Quant aux salariés, leur sort est inimaginable : ils ne toucheront ni salaire, ni chômage.

Et pourtant, il reste deux solutions pour survivre et maintenir leur activité :

  • le recours aux procédures de redressement judiciaire afin que soient garantis par l’AGS les salaires impayés à l’ouverture ou les licenciements nécessaires au maintien de l’activité à périmètre réduit mais indispensable,
  • le recours aux plans de cession (et pas seulement pour les procédures de redressement judiciaire) qui pourront être financés par BPI comme le prévoit le projet de loi.

Nous vous alertons solennellement : les tribunaux doivent pouvoir sans délai ouvrir en voie numérique les procédures de sauvetage pour payer les salaires et sauver les emplois.

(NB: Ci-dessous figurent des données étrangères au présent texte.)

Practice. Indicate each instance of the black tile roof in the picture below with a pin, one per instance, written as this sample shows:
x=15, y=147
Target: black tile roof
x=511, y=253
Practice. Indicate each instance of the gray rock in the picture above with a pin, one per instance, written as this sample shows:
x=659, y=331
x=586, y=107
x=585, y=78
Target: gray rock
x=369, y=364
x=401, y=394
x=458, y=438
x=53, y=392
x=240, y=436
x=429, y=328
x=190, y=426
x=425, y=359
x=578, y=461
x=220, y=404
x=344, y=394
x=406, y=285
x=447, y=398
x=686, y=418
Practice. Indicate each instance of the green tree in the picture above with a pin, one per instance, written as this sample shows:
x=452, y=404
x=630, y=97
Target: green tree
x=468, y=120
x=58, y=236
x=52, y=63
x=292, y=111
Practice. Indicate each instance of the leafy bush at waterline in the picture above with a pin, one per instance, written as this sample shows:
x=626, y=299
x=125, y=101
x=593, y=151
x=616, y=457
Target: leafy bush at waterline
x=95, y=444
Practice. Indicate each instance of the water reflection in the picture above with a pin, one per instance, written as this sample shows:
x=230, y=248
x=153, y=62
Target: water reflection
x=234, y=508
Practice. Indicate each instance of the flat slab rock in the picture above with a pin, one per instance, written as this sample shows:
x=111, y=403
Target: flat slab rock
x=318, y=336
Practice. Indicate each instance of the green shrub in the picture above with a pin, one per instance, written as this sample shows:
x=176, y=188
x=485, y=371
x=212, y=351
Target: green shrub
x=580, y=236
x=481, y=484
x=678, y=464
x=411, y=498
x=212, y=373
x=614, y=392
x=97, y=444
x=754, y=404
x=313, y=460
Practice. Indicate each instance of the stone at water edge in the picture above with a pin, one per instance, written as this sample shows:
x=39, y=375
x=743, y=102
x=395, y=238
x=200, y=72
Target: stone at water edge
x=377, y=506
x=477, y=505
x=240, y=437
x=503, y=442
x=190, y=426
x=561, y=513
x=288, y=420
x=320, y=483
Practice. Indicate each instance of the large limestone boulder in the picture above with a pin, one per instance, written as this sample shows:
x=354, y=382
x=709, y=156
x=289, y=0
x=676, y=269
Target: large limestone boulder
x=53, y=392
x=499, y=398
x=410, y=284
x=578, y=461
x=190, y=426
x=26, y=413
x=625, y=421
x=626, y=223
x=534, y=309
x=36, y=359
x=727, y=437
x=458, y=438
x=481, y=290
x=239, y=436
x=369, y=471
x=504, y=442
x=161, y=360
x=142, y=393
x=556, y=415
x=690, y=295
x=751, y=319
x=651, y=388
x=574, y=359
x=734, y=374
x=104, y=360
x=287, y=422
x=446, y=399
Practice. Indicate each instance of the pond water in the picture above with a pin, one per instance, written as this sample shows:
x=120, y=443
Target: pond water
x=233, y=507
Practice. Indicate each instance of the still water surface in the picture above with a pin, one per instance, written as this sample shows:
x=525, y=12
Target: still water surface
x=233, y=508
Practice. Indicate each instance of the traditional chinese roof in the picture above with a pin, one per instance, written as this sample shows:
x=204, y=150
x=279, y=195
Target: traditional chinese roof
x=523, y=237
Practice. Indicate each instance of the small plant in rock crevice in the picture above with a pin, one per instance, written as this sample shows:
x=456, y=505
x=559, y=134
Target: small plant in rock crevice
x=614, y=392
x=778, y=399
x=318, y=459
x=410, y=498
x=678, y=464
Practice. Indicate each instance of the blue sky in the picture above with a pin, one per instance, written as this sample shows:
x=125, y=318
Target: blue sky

Alors même que tous les professionnels et les juges se mobilisent pour être en mesure de faire face aux demandes de conciliation et de redressement judiciaire dans le respect des mesures de protection sanitaire, qu’il existe une plateforme digitale très performante créée par les greffiers sur laquelle nous pouvons déposer les demandes d’ouverture de conciliation et de redressement judiciaire, qu’un grand nombre de greffiers nous ont déjà donné leur adresse mail sur laquelle nous pouvons leur faire parvenir nos demandes, la Chancellerie demande aux juges de ne pas traiter les demandes de conciliation et de redressement judiciaire.

Et pourtant, il est encore possible d’éviter cette situation en maintenant les conciliations et les redressements judiciaires, à charge pour les Président et les tribunaux d’examiner les demandes avec discernement. Nous avons toute confiance en nos juges que nous fréquentons au quotidien et dont nous connaissons le dévouement. De même, l’efficacité de nos greffes n’est plus à prouver.

L’ARE a proposé, avec quatre autre associations, composées elles-aussi de personnes dédiées au traitement des entreprises en difficulté, d’assister les cellules de crise mises en place par le Ministère de l’Economie et des Finances. A elles cinq, elles comptent près de 500 membres, ce qui représente une mise à disposition, dans un premier temps, de 2000 heures de conseils. Cette action repose sur le volontariat de ses membres. Nous devons cependant disposer des outils nécessaires au traitement des entreprises en difficulté pour leur donner un conseil utile.

Au nom de l’Association pour le Retournement des Entreprises, nous vous prions de recevoir nos salutations les plus respectueuses.